Fungi have numerous interactions with other organisms. Parasitic and mycorrhizal lifestyles have already been mentioned. Obviously the parasite is bad for the host while mycorrhizae are beneficial to both plant and fungus. So fungi are inherently neither good nor bad. This page gives just a very brief introduction to the fungal world and elsewhere in this site there's more detail about the roles fungi play. Whether a particular interaction is good or bad will sometimes be a matter of perspective.

If you're a forester, then a wood-rotting fungus that destroys the heartwood in a tree is going to be a serious pest in your eyes because there's an economic loss.
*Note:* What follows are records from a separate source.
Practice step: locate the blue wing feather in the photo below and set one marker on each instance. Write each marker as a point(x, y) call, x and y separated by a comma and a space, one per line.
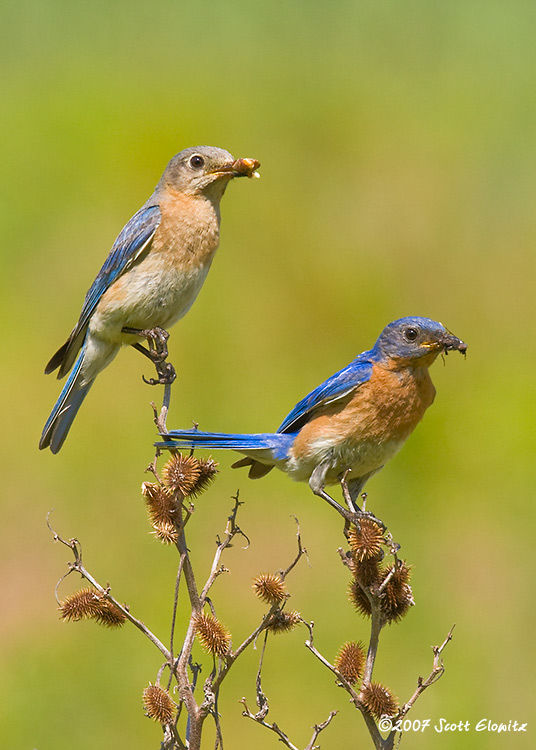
point(338, 386)
point(132, 240)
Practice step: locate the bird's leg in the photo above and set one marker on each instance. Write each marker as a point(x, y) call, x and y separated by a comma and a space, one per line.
point(157, 353)
point(351, 490)
point(317, 482)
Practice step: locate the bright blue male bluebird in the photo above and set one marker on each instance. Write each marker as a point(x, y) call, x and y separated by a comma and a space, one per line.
point(354, 422)
point(151, 277)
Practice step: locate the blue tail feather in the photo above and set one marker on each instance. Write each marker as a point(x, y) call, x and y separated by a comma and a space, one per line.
point(276, 443)
point(65, 408)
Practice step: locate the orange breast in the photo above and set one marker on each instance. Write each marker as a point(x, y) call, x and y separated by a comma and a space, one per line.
point(385, 409)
From the tree's point of view, the same fungus may be neither harmful nor beneficial. The heartwood is dead wood, with the living tissue confined to a relatively thin skin under the bark. As long as the fungus is not harming that living skin the tree can go on living quite happily. In fact, there are numerous old, healthy, hollowed-out trees in existence. Moreover, an empty cylinder (such as a hollowed trunk) can resist some stresses better than a solid cylinder (such as a solid trunk). If you're a possum or a parrot, then you'd probably look very favourably on that fungus because it is helping to create potential nesting hollows.

So here we have three different views on the same fungus.

Classification and identification

Though this website does not deal with identification the CLASSIFICATION page looks at some aspects of fungal classification. That page should help you get an idea of how mycologists have gone about studying fungi over the past two centuries and there will be a few comments about the naming of fungi. However, there won't be a detailed discussion of the fine points of fungal classification - such as how different species or genera are defined.